The Economics of Tower Transport

Many of my clients lease towers and/or fiber transport to reach towers to wireless companies. Since most of my clients operate last-mile networks this is not usually a major source of revenue for them, but it is a significant one, and one of the more profitable things they sell.

I have been advising clients that we are in the midst big changes in the cellular industry and that they should expect payments for cell tower connectivity to start dropping. Transport providers and cell tower owners that won’t renegotiate lower prices could risk losing the business entirely.

Let’s look at AT&T as an example of this. AT&T has been aggressively pushing its vendors to lower prices. At an investor meeting last year AT&T’s president of technology operations told investors that the current industry model is not sustainable. And he is right. As I wrote in a recent blog the entire cellular industry seems to have crossed the threshold where cellular service is becoming a commodity, and that is putting huge pressure on the cellular companies to reduce costs.

Last year FierceWireless posted a letter that AT&T sent to many of vendors telling them to expect to renegotiate rates and terms. In that letter AT&T said that they would pushing for early termination of existing contracts with the expectations of lowering fees. They said they would be looking for the ability to modify or upgrade existing towers for free. And they want to eliminate any automatic price increases and instead have “rents reduced to competitive rates”.

There are two major costs for a cellular company to use somebody else’s tower. First they must lease space on towers including paying for power and space underneath to house equipment. Where AT&T doesn’t own the fiber connecting to the towers they also have to pay for fiber transport to reach the towers. And that transport is not cheap because the bandwidth they need at towers is growing at a torrid pace. Where just five years ago there were very few towers that needed more than a gigabit of bandwidth, I’ve seen rural towers where the carriers are now asking for the right over time to grow to five gigabits. And everything I read about cellular data usage tells me that demand for bandwidth at towers will continue to grow rapidly.

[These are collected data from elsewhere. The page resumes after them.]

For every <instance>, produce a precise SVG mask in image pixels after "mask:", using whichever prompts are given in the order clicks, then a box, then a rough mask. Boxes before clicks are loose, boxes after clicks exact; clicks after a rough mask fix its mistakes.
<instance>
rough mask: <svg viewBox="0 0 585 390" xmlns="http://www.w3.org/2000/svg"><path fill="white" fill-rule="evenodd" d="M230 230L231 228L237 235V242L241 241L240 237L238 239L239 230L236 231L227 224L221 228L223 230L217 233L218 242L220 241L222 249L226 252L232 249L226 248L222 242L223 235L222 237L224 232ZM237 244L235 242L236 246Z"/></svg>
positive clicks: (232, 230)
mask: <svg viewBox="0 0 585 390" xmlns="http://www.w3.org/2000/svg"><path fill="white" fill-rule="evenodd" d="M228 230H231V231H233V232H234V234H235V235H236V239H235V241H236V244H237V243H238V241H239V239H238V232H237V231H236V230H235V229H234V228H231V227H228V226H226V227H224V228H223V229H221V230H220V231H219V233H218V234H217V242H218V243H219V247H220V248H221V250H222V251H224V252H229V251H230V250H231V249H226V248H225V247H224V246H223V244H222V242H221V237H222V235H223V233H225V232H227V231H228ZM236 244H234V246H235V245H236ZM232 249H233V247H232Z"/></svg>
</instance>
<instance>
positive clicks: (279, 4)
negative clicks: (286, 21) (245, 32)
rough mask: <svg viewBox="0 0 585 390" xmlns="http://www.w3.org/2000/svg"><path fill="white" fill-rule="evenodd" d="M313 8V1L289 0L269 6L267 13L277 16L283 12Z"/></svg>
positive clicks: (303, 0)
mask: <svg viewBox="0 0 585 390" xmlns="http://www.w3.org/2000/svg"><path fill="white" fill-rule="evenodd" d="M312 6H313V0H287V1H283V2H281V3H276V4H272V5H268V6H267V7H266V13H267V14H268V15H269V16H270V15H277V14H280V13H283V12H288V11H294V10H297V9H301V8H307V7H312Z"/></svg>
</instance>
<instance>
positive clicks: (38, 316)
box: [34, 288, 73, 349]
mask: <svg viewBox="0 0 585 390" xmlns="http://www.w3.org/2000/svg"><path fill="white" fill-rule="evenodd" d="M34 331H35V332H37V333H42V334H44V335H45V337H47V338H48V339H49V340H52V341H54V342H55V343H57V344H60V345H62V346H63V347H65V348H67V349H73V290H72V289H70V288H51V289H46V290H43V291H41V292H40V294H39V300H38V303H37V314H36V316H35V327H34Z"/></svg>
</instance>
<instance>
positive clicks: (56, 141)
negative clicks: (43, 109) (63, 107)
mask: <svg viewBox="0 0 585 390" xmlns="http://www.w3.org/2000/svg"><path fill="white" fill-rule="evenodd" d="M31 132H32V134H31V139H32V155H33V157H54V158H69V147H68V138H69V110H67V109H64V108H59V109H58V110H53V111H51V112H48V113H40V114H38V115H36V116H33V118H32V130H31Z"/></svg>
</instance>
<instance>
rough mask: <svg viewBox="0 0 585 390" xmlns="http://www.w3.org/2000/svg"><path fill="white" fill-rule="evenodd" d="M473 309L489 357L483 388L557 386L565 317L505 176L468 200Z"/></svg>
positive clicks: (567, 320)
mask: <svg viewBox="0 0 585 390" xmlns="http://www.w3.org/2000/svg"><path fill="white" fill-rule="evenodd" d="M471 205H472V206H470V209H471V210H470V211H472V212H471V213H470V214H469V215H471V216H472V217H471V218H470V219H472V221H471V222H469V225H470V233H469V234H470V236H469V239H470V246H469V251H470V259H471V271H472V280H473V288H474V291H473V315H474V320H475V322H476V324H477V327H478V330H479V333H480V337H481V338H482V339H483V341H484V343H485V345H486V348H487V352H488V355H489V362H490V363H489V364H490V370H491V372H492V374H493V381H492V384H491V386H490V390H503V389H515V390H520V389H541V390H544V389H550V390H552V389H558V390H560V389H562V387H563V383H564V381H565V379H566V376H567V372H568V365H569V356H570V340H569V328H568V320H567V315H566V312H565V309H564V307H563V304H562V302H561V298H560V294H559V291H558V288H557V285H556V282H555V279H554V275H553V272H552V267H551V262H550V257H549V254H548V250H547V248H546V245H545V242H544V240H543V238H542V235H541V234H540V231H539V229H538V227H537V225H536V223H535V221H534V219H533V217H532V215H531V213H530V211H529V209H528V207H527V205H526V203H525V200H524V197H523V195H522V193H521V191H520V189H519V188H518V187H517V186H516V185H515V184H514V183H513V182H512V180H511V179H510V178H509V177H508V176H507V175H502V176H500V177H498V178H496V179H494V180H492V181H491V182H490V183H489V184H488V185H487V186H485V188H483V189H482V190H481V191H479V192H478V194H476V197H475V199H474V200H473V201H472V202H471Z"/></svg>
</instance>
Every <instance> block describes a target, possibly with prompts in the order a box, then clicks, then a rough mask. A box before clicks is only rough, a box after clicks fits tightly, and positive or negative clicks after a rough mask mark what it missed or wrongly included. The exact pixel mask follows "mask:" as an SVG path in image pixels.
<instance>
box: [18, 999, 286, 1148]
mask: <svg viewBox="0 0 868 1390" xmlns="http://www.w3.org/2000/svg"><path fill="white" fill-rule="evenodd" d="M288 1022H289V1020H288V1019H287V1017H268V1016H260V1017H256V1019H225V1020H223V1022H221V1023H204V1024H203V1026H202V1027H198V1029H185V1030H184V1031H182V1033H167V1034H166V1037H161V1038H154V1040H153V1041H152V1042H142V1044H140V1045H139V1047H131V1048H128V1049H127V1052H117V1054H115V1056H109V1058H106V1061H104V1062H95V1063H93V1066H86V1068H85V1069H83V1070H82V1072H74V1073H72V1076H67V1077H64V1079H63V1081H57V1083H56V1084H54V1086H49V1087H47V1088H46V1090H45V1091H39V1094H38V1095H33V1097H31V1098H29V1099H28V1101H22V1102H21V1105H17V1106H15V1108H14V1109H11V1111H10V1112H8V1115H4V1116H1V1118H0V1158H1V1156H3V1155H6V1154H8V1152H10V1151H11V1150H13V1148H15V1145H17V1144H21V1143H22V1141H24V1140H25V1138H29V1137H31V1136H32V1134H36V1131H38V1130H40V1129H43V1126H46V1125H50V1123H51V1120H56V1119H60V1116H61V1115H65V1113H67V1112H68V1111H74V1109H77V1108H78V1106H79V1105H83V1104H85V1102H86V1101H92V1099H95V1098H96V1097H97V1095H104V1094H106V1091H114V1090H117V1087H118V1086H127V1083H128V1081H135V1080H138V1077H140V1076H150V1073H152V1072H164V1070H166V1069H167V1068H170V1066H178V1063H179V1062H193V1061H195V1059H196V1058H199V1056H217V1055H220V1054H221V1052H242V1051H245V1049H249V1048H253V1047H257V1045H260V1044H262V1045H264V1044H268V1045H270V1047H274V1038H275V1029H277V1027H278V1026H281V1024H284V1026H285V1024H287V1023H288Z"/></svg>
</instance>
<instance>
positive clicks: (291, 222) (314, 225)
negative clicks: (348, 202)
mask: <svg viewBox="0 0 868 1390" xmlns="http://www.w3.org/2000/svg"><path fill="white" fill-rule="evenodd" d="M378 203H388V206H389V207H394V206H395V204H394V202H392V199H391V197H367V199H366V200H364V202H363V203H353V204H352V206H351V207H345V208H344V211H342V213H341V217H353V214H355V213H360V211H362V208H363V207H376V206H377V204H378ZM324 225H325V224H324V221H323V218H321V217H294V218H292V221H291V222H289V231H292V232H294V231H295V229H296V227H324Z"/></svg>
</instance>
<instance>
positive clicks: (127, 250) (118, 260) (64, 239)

Many of my clients operate in rural areas and some think that their physical isolation makes them immune from any price negotiations with the wireless companies. But I think they are wrong for several reasons.

  • First, I think a lot of the billions being spend by the FCC’s CAF II program is being used to construct fiber to rural towers. AT&T is spending a most of the $2.5 billion from that program to extend fiber into rural areas. And where they build fiber they won’t need to lease it from anybody else.
  • I also suspect that the cellular companies are working with Frontier and CenturyLink, the other two big recipients of CAF II money to piggyback on their fiber expansion to reach cellular towers at a lower cost.
  • Both AT&T and Verizon are also undertaking significant fiber expansion, with one of the goals of that program to cut transport costs. I believe they are doing the math and that they will build fiber to the towers that save them money over the long-run – with those places with the most savings at the top of the list. If they sustain this kind of construction for five or ten years they will eventually be able to bypass most of the towers that they lease today. And the cellular companies should be doing this. If there are going to be lower margins in the cellular business then they ought to use their capital, while they have it, to permanently reduce operating costs.
  • I also suspect that, while AT&T and Verizon are competitors that they are cooperating to reach the more rural cell sites and have transport swap plans in place that save them both money.
  • Finally, these companies have been buying fiber network providers, like Verizon’s purchase last year of XO Communications. It would not be surprising to see them continue to buy companies that provide cell site transport.

The cellular companies and their partners don’t communicate well with smaller transport and cell tower owners. I suspect that many of clients will only get an inkling that a cellular company is going to bypass them when they get the cancellation notice of their contracts. So I have been encouraging folks to reach out to the cellular companies to renegotiate terms and prices. I think that those willing to so might be able to keep this as a long-term revenue stream, but that those that want to stick with higher historical prices will eventually get bypassed and will lose the revenue stream altogether. It’s a tough call, because some places are remote enough that they may never be bypassed – but it’s a crap shoot to guess if your own region is on the fiber-expansion list.